Academy,  1 (1869–70), 258–59.

[Review of Outlines of Comparative Anatomy, by Carl Gegenbaur]  [1/2]

George Rolleston


Review, Serial

Publications reviewed:

Gegenbaur 1870


Comparative Anatomy, Darwinism, Biology, Morphology, History of Science, Historiography, Naturphilosophie, Animal Development, Microscopy, Nomenclature, Spontaneous Generation, Controversy

    In comparing this second edition of Carl Gegenbaur's book with the first edition published in 1859, Rolleston remarks on 'the influence which our great English writer on Biology [Charles R Darwin] has exercised in the course of the decennium just ended'. Notes the 'increasing hold which the study of morphology is obtaining on the minds, not only of experts and specialists, but of thinkers generally', and then surveys the 'varying fortunes of the study of Comparative Anatomy' from before Aristotle to the present day. (258) The theory of development of Jean-Baptiste P A de Monet, chevalier de Lamarck, is 'much better based than any of the similar theories' adumbrated by the German school of Naturphilosophie, and since the publication of Darwin 1859 there has been a 'rehabilitation of the doctrine of the mutability of species after a half century of exile and ignominy'. Also welcomes 'the convenient nomenclature of Haeckel [...] with which the English ear has at last been made so familiar', but complains that in Gegenbaur's book there is 'no reference to the works of Mr.
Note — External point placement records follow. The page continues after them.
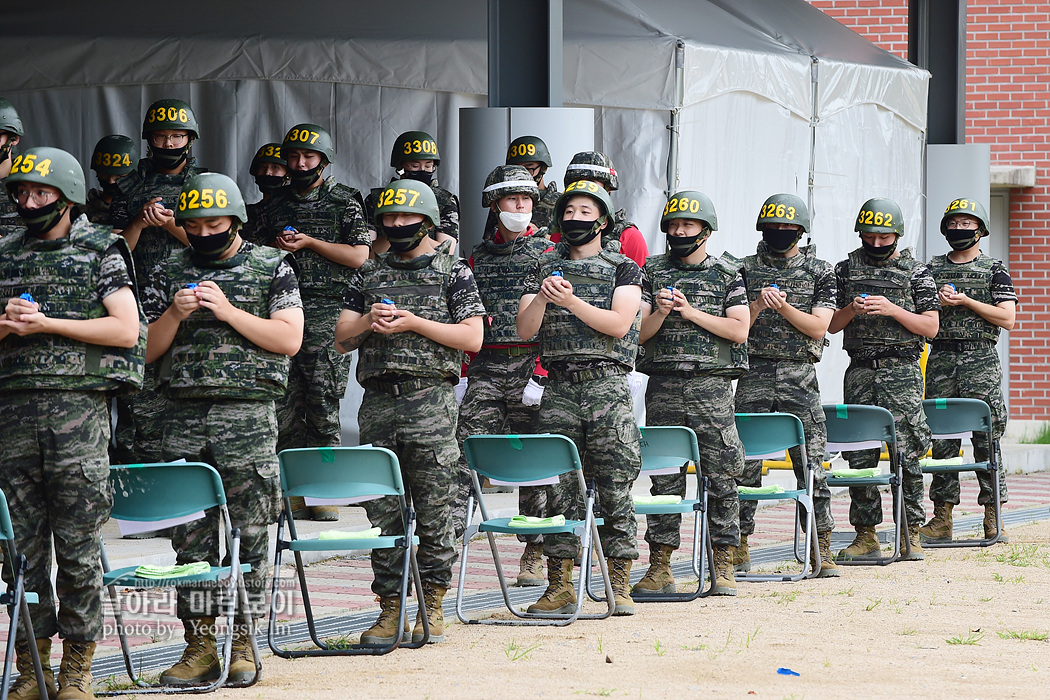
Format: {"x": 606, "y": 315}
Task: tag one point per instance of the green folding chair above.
{"x": 765, "y": 436}
{"x": 529, "y": 460}
{"x": 666, "y": 450}
{"x": 853, "y": 427}
{"x": 166, "y": 494}
{"x": 953, "y": 419}
{"x": 342, "y": 473}
{"x": 18, "y": 601}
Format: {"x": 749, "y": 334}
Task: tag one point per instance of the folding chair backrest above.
{"x": 529, "y": 458}
{"x": 665, "y": 446}
{"x": 947, "y": 417}
{"x": 765, "y": 435}
{"x": 164, "y": 491}
{"x": 339, "y": 472}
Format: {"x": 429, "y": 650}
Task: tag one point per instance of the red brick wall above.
{"x": 1008, "y": 107}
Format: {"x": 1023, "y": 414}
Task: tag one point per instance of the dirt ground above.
{"x": 964, "y": 623}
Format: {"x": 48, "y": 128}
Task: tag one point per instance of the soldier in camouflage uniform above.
{"x": 71, "y": 333}
{"x": 412, "y": 312}
{"x": 225, "y": 317}
{"x": 596, "y": 167}
{"x": 887, "y": 308}
{"x": 114, "y": 156}
{"x": 144, "y": 213}
{"x": 694, "y": 326}
{"x": 792, "y": 299}
{"x": 587, "y": 317}
{"x": 415, "y": 156}
{"x": 977, "y": 299}
{"x": 11, "y": 132}
{"x": 499, "y": 374}
{"x": 319, "y": 220}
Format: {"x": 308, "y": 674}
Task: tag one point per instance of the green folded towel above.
{"x": 760, "y": 490}
{"x": 530, "y": 522}
{"x": 345, "y": 534}
{"x": 856, "y": 473}
{"x": 176, "y": 571}
{"x": 657, "y": 500}
{"x": 940, "y": 463}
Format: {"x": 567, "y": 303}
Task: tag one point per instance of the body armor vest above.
{"x": 420, "y": 285}
{"x": 499, "y": 270}
{"x": 563, "y": 336}
{"x": 773, "y": 336}
{"x": 679, "y": 341}
{"x": 973, "y": 279}
{"x": 63, "y": 279}
{"x": 208, "y": 358}
{"x": 891, "y": 280}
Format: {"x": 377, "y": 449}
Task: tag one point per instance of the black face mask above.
{"x": 403, "y": 238}
{"x": 780, "y": 240}
{"x": 580, "y": 233}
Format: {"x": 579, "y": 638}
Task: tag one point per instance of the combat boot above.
{"x": 25, "y": 686}
{"x": 822, "y": 558}
{"x": 620, "y": 576}
{"x": 991, "y": 525}
{"x": 200, "y": 662}
{"x": 75, "y": 672}
{"x": 383, "y": 632}
{"x": 433, "y": 597}
{"x": 531, "y": 566}
{"x": 865, "y": 546}
{"x": 725, "y": 582}
{"x": 560, "y": 596}
{"x": 741, "y": 556}
{"x": 658, "y": 577}
{"x": 939, "y": 528}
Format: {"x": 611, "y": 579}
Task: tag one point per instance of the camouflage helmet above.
{"x": 169, "y": 113}
{"x": 968, "y": 207}
{"x": 592, "y": 165}
{"x": 508, "y": 179}
{"x": 311, "y": 138}
{"x": 528, "y": 149}
{"x": 585, "y": 187}
{"x": 880, "y": 215}
{"x": 48, "y": 166}
{"x": 414, "y": 146}
{"x": 9, "y": 120}
{"x": 783, "y": 209}
{"x": 408, "y": 196}
{"x": 114, "y": 154}
{"x": 267, "y": 153}
{"x": 210, "y": 194}
{"x": 692, "y": 205}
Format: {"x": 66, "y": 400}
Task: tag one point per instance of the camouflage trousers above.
{"x": 898, "y": 387}
{"x": 968, "y": 375}
{"x": 419, "y": 427}
{"x": 492, "y": 405}
{"x": 309, "y": 414}
{"x": 237, "y": 438}
{"x": 704, "y": 403}
{"x": 789, "y": 387}
{"x": 56, "y": 475}
{"x": 599, "y": 417}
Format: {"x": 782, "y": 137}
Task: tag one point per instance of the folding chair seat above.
{"x": 765, "y": 436}
{"x": 853, "y": 427}
{"x": 952, "y": 419}
{"x": 526, "y": 461}
{"x": 166, "y": 494}
{"x": 342, "y": 474}
{"x": 18, "y": 601}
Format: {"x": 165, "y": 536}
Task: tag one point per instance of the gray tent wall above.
{"x": 757, "y": 115}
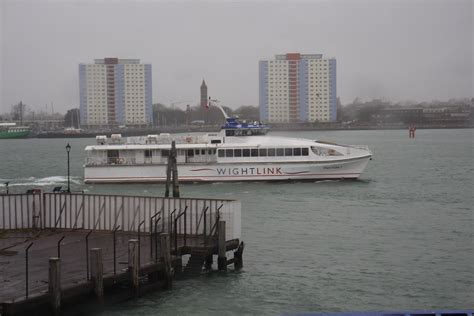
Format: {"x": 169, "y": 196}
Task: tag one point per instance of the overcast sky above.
{"x": 397, "y": 50}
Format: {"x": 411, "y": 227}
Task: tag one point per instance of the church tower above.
{"x": 204, "y": 94}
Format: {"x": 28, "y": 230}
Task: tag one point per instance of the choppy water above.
{"x": 400, "y": 238}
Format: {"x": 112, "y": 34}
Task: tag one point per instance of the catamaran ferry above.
{"x": 239, "y": 152}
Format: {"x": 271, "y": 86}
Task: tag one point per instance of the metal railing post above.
{"x": 139, "y": 245}
{"x": 115, "y": 250}
{"x": 87, "y": 254}
{"x": 151, "y": 234}
{"x": 26, "y": 268}
{"x": 156, "y": 239}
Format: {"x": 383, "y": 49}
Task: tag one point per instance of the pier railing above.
{"x": 20, "y": 211}
{"x": 183, "y": 216}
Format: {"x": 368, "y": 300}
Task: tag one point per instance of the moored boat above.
{"x": 240, "y": 152}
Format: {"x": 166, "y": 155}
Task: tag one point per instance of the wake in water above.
{"x": 47, "y": 181}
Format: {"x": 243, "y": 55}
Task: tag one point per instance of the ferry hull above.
{"x": 347, "y": 169}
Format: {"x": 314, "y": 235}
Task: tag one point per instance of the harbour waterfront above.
{"x": 400, "y": 238}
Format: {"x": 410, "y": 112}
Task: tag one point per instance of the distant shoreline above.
{"x": 213, "y": 128}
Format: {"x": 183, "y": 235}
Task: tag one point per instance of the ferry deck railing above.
{"x": 107, "y": 212}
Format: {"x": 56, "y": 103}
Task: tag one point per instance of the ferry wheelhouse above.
{"x": 239, "y": 152}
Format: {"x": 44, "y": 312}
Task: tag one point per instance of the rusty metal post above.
{"x": 54, "y": 284}
{"x": 221, "y": 259}
{"x": 59, "y": 246}
{"x": 87, "y": 254}
{"x": 133, "y": 246}
{"x": 97, "y": 272}
{"x": 115, "y": 249}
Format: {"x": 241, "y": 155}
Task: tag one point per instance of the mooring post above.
{"x": 221, "y": 259}
{"x": 139, "y": 243}
{"x": 133, "y": 263}
{"x": 54, "y": 285}
{"x": 151, "y": 234}
{"x": 115, "y": 248}
{"x": 156, "y": 239}
{"x": 174, "y": 169}
{"x": 238, "y": 261}
{"x": 166, "y": 258}
{"x": 97, "y": 272}
{"x": 208, "y": 262}
{"x": 59, "y": 246}
{"x": 87, "y": 254}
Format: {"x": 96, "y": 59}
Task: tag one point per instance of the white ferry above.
{"x": 239, "y": 152}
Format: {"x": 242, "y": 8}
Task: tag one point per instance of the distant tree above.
{"x": 72, "y": 118}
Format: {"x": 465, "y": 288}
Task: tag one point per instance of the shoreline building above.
{"x": 115, "y": 92}
{"x": 204, "y": 102}
{"x": 297, "y": 88}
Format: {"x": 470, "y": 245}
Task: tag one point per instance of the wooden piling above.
{"x": 221, "y": 259}
{"x": 208, "y": 262}
{"x": 174, "y": 169}
{"x": 166, "y": 258}
{"x": 133, "y": 263}
{"x": 54, "y": 285}
{"x": 97, "y": 272}
{"x": 238, "y": 254}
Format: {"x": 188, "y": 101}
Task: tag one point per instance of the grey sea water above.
{"x": 400, "y": 238}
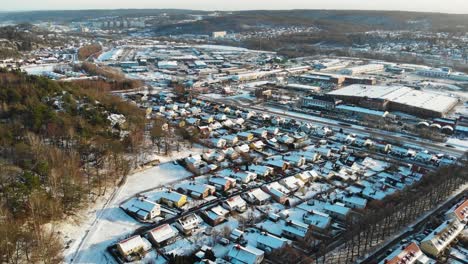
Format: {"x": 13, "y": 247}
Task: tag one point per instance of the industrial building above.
{"x": 397, "y": 98}
{"x": 362, "y": 69}
{"x": 335, "y": 79}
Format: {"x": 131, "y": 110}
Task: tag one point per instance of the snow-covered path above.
{"x": 105, "y": 223}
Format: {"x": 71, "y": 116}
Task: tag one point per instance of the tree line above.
{"x": 58, "y": 151}
{"x": 380, "y": 221}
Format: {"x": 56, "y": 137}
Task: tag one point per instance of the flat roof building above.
{"x": 399, "y": 98}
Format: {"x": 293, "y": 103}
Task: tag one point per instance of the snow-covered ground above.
{"x": 104, "y": 223}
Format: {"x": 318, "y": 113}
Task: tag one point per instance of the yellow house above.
{"x": 439, "y": 239}
{"x": 173, "y": 199}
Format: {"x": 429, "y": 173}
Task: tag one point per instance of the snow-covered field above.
{"x": 104, "y": 223}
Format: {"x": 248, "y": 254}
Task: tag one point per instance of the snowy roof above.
{"x": 131, "y": 243}
{"x": 259, "y": 194}
{"x": 162, "y": 233}
{"x": 410, "y": 252}
{"x": 219, "y": 210}
{"x": 271, "y": 241}
{"x": 172, "y": 196}
{"x": 342, "y": 210}
{"x": 221, "y": 180}
{"x": 401, "y": 95}
{"x": 355, "y": 200}
{"x": 194, "y": 187}
{"x": 235, "y": 201}
{"x": 318, "y": 219}
{"x": 137, "y": 204}
{"x": 247, "y": 255}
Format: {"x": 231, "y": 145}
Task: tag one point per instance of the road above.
{"x": 414, "y": 228}
{"x": 375, "y": 133}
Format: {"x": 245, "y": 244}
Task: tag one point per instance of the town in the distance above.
{"x": 178, "y": 136}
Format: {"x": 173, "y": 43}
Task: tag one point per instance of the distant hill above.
{"x": 348, "y": 20}
{"x": 79, "y": 15}
{"x": 336, "y": 20}
{"x": 51, "y": 134}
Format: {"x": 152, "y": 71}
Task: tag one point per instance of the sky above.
{"x": 446, "y": 6}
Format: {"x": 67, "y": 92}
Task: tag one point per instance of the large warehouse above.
{"x": 397, "y": 98}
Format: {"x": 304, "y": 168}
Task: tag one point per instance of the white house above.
{"x": 142, "y": 208}
{"x": 162, "y": 235}
{"x": 235, "y": 203}
{"x": 268, "y": 243}
{"x": 245, "y": 255}
{"x": 188, "y": 223}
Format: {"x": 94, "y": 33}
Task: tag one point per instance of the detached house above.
{"x": 245, "y": 136}
{"x": 196, "y": 190}
{"x": 173, "y": 199}
{"x": 188, "y": 223}
{"x": 222, "y": 183}
{"x": 245, "y": 255}
{"x": 256, "y": 196}
{"x": 235, "y": 203}
{"x": 292, "y": 183}
{"x": 277, "y": 191}
{"x": 162, "y": 235}
{"x": 268, "y": 243}
{"x": 131, "y": 246}
{"x": 294, "y": 230}
{"x": 318, "y": 222}
{"x": 142, "y": 208}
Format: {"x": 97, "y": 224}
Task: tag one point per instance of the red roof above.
{"x": 409, "y": 252}
{"x": 462, "y": 210}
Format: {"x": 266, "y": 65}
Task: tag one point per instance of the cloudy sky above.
{"x": 447, "y": 6}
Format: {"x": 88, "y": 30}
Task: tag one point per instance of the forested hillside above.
{"x": 60, "y": 145}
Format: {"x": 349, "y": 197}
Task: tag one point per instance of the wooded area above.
{"x": 58, "y": 150}
{"x": 380, "y": 221}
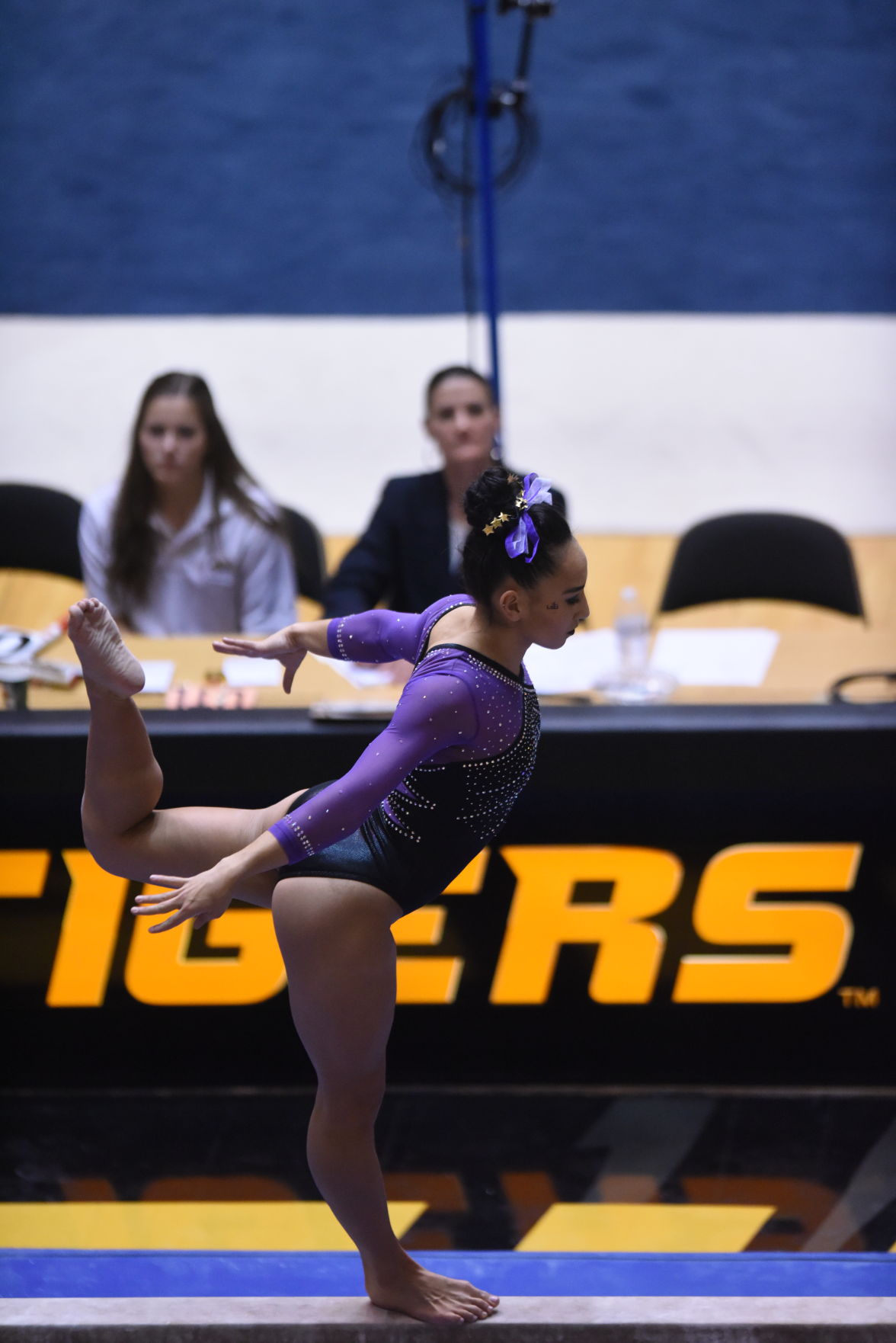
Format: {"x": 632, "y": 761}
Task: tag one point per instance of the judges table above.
{"x": 692, "y": 892}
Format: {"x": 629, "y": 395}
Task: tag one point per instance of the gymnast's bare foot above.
{"x": 429, "y": 1297}
{"x": 104, "y": 659}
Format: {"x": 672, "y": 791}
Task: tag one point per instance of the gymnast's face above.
{"x": 556, "y": 606}
{"x": 172, "y": 442}
{"x": 462, "y": 421}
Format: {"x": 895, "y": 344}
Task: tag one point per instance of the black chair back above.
{"x": 308, "y": 553}
{"x": 40, "y": 530}
{"x": 763, "y": 555}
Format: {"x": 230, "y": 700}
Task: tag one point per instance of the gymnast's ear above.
{"x": 508, "y": 604}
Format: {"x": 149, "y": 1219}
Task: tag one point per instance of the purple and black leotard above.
{"x": 437, "y": 784}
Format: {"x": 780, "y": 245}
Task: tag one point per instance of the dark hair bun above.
{"x": 494, "y": 492}
{"x": 487, "y": 564}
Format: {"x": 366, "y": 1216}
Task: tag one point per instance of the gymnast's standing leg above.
{"x": 340, "y": 962}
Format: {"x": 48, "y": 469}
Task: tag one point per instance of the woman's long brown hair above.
{"x": 133, "y": 540}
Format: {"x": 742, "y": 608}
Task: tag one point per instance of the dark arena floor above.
{"x": 630, "y": 1216}
{"x": 556, "y": 1170}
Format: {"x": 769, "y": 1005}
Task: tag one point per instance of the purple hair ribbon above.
{"x": 524, "y": 537}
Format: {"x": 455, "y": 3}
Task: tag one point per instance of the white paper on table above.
{"x": 715, "y": 657}
{"x": 355, "y": 675}
{"x": 244, "y": 672}
{"x": 160, "y": 673}
{"x": 584, "y": 659}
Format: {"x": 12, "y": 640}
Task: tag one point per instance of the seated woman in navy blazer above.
{"x": 410, "y": 553}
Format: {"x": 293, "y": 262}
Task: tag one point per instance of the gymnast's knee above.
{"x": 351, "y": 1101}
{"x": 114, "y": 853}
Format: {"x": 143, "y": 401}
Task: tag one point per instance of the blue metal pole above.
{"x": 478, "y": 18}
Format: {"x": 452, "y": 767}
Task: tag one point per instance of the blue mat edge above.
{"x": 158, "y": 1274}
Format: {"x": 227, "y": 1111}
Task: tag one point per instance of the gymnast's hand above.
{"x": 202, "y": 899}
{"x": 288, "y": 646}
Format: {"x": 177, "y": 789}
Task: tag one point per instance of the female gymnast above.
{"x": 339, "y": 863}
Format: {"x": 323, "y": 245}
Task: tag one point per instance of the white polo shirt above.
{"x": 235, "y": 578}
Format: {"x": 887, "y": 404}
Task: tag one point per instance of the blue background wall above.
{"x": 253, "y": 156}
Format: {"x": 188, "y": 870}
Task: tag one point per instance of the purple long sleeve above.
{"x": 436, "y": 712}
{"x": 386, "y": 636}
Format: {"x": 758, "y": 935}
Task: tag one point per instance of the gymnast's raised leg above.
{"x": 123, "y": 830}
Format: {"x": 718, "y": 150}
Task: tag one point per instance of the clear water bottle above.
{"x": 633, "y": 634}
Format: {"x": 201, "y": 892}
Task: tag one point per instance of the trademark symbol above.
{"x": 860, "y": 997}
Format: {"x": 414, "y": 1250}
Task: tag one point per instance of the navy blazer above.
{"x": 402, "y": 559}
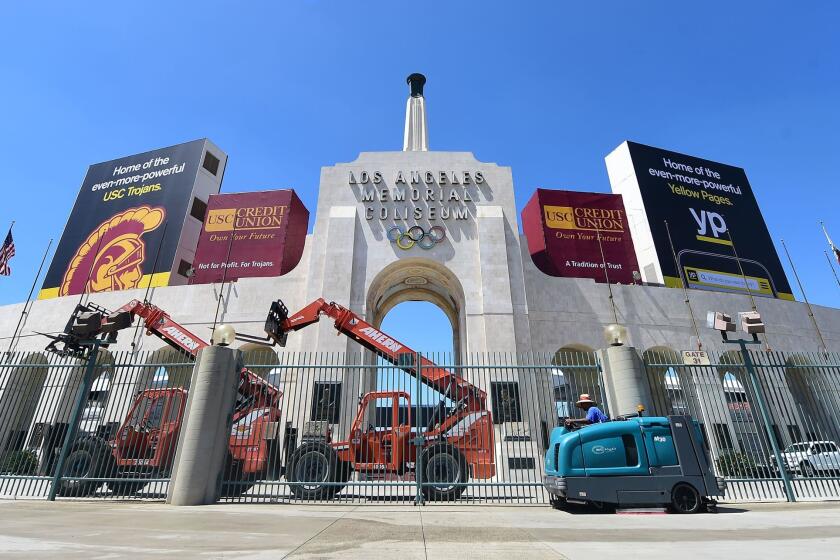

Herbert Spencer'. Gegenbaur's admission that spontaneous generation cannot be disproved is 'not without importance at the present juncture of the controversy between the Panspermists as represented by Pasteur, and their opponents just reinforced by the accession to their ranks of Dr. Charlton Bastian'. (259)

© Science in the Nineteenth-Century Periodical Project, Universities of Leeds and Sheffield, 2005 - 2020

Printed from Science in the Nineteenth-Century Periodical: An Electronic Index, v. 4.0, The Digital Humanities Institute <> [accessed ]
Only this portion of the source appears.